One example of a known communication system of the type stated above is a CAN (controller area network) communication system. What is involved here is an asynchronous, serial bus system, developed in 1983 by Bosch, for the networking of control units in automobiles, and introduced in 1986 (cf. SAE Paper 860391, International Congress and Exposition, Detroit, Mich., Feb. 24-28, 1986) together with Intel, in order to reduce the length of wiring harnesses in motor vehicles, and thereby to save space and weight. The use of the CAN bus is not limited to the automotive field, however. The CAN bus has meanwhile found its way into building management systems and into machine tools. In a CAN bus, data transmission takes place in so-called data frames which, besides the user data that are to be transmitted (the actual messages) also have configurational data at the beginning (the header part) and test data at the end (the CRC part) of the frame. Other examples of a known communication system of the above-mentioned type are a FlexRay bus, a MOST (media oriented systems transport) bus or any field bus, such as a LIN (local interconnect network) bus.
In CAN and other protocols, messages are transmitted between a first and a second subscriber node by an application program of the first subscriber node copying the message to be sent into a message memory, from where, upon a send command of the application program, it is retrieved by a communication controller and transmitted via the data bus. It is frequently necessary, in this context, to inform the application program on the result of transmission jobs and the possible cancellation of transmission jobs. This is the case, for example, if, during the processing of a transmission job, an additional, more urgent transmission job comes in. In such a case, the pending transmission job is canceled, but a sending process that has already been started (start of frame (SOF) bit already sent) is not broken off, but is continued until either the arbitration is lost, an error occurs or the message has been successfully sent. In the case of CAN and other protocols, data are transmitted serially, and under certain circumstances it can take a long time until the end of the data frame is reached. During this time, the computing unit (CPU; central processing unit) of the subscriber node is practically blocked, since it has to await the end of the data frame. This may additionally lead to an unacceptable delay in the processing of the further, more urgent transmission job.
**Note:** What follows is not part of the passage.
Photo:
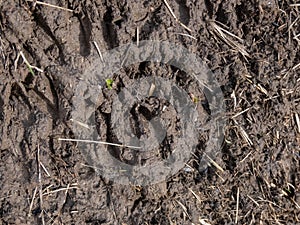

Only after the end of the data frame of the first transmission job has been reached, is the CPU able to attend to the urgent transmission job. For this, the application program of the subscriber node copies the message to be sent of the urgent transmission job in a message memory, from where it is retrieved by a communication controller upon a sending command of the application program, and is transmitted via the data bus. After taking care of the urgent transmission job, the application program continues again with the interrupted transmission. For this purpose, it is required that information on the status of the transmission job processed before the urgent request be available to the application program. The application program should have the possibility of informing itself on the result of transmission jobs and the possible cancellation of transmission jobs.
That is why, in the case of the known subscriber nodes, the message memories, whose content is to be sent, are connected using status bits. Frequently, only the success of a transmission job is able to be indicated in the status bits. Some results, especially in the case of a cancellation of a transmission job (Tx cancellation), are not able to be shown with the aid of the status bits.